Uitspraak
(gemachtigde: [A]),
Rechtbank Den Haag
In deze zaak gaat het om een beroep tegen navorderingsaanslagen en vergrijpboeten opgelegd aan de eiser, die een restaurant exploiteert. Naar aanleiding van een boekenonderzoek door de Belastingdienst zijn navorderingsaanslagen en vergrijpboeten opgelegd voor de jaren 2002, 2005, 2006, 2007 en 2008. De rechtbank heeft vastgesteld dat de administratie van de eiser ernstige tekortkomingen vertoonde, waardoor de Belastingdienst aannemelijk heeft gemaakt dat de ontvangsten niet correct zijn geboekt.

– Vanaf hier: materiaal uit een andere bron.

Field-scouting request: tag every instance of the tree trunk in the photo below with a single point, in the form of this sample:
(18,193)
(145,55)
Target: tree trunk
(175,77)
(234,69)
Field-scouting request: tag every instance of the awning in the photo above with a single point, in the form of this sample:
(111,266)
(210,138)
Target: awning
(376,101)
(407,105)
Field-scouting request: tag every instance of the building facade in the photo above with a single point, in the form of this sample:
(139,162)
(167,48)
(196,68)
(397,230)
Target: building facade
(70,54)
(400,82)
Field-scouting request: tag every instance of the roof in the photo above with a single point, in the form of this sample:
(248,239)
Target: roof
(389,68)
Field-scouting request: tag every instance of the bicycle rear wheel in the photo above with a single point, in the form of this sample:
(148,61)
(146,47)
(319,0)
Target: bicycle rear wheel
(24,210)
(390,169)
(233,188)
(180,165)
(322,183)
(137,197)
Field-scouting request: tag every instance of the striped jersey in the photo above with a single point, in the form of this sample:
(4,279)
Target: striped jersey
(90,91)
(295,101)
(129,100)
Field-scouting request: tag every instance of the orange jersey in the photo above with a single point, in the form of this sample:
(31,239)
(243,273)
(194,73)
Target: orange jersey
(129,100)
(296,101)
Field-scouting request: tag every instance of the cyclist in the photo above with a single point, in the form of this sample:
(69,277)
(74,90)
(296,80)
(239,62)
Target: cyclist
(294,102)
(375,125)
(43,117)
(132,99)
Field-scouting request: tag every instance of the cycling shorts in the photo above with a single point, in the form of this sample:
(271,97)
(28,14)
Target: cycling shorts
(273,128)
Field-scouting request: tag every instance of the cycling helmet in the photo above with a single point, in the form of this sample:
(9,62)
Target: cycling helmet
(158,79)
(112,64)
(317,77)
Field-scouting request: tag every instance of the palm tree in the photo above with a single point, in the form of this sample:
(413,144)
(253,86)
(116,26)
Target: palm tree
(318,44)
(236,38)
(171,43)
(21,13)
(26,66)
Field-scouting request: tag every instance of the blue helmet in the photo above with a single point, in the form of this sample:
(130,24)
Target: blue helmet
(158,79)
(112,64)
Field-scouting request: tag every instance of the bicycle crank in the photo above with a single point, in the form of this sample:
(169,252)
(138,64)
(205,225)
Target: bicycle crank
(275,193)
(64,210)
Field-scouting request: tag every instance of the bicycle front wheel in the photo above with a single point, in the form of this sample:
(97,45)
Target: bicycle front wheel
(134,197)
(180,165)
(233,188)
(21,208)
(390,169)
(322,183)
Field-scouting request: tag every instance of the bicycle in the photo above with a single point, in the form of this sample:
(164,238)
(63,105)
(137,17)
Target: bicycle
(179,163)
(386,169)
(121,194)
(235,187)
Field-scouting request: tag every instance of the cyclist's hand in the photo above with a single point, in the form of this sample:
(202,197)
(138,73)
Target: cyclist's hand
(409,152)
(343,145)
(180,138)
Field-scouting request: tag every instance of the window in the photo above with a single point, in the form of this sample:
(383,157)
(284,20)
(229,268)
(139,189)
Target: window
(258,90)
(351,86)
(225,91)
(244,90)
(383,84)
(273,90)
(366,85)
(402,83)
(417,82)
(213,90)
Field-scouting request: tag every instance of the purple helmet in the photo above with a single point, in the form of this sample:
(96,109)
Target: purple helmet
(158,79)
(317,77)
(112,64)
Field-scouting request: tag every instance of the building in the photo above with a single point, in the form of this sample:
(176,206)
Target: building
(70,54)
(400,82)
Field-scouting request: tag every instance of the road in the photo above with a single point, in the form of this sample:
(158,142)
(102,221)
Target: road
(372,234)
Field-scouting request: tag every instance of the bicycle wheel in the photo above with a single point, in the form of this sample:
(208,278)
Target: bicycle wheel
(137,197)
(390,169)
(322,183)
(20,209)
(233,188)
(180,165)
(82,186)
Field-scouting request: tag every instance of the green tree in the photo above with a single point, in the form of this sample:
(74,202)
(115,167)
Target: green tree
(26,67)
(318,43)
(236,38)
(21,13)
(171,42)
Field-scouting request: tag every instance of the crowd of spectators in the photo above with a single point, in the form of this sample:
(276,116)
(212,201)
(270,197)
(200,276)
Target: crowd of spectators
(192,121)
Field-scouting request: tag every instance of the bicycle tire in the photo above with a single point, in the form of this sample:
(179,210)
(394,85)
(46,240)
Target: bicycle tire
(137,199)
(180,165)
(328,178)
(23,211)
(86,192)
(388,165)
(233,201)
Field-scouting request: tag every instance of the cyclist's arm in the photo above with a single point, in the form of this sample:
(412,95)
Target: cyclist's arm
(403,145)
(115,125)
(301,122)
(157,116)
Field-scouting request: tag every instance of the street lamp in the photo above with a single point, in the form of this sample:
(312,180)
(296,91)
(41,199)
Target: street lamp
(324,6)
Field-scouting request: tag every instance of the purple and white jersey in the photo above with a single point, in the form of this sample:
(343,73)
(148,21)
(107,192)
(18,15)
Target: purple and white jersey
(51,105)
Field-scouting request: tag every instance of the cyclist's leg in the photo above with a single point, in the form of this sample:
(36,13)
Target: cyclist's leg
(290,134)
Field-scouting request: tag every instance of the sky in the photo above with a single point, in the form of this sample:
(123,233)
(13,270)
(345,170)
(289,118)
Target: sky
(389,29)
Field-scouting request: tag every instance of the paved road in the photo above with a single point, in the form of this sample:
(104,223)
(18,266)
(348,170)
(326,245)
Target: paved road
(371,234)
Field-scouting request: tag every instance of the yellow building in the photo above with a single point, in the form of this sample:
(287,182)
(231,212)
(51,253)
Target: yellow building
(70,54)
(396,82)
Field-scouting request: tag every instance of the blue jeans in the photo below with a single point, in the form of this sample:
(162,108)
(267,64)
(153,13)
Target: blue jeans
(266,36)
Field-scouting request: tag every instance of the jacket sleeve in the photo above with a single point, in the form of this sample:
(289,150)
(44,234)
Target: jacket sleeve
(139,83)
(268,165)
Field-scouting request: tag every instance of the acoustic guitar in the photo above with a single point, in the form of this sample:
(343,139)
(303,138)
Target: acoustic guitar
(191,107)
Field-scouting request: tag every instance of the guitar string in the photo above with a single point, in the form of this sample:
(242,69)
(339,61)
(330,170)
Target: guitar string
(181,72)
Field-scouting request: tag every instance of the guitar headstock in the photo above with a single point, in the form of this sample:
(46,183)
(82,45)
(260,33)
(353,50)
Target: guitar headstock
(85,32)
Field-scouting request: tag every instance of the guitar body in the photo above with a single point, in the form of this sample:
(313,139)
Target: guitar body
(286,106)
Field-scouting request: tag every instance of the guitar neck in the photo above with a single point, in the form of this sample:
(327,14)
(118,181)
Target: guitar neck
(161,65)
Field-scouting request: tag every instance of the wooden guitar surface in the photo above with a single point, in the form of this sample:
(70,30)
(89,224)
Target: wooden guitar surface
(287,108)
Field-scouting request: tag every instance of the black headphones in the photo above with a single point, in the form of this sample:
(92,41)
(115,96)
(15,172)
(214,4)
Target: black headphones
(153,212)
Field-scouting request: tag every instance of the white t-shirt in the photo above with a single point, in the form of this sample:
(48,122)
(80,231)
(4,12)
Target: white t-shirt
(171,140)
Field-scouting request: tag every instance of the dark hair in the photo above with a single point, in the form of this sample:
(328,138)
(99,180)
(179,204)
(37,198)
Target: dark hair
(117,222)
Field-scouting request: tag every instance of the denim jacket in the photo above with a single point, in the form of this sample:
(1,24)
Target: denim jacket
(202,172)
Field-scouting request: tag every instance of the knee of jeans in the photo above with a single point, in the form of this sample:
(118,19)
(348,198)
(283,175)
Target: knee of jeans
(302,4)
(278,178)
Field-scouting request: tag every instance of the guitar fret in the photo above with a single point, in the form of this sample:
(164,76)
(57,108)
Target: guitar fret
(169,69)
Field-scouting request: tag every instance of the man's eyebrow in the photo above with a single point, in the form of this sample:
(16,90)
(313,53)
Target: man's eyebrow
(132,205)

De rechtbank oordeelt dat de omkering van de bewijslast niet van toepassing is, omdat er geen informatiebeschikking is afgegeven. De rechtbank vernietigt de navorderingsaanslag voor het jaar 2002 en vermindert de boetes voor de jaren 2005 en 2006, omdat deze verkeerd zijn berekend. De rechtbank oordeelt verder dat de boeten voor de jaren 2007 en 2008 correct zijn opgelegd. Eiser heeft geen bewijs geleverd voor zijn stellingen dat de belastingaanslagen onterecht zijn. De rechtbank veroordeelt de Belastingdienst in de proceskosten van de eiser.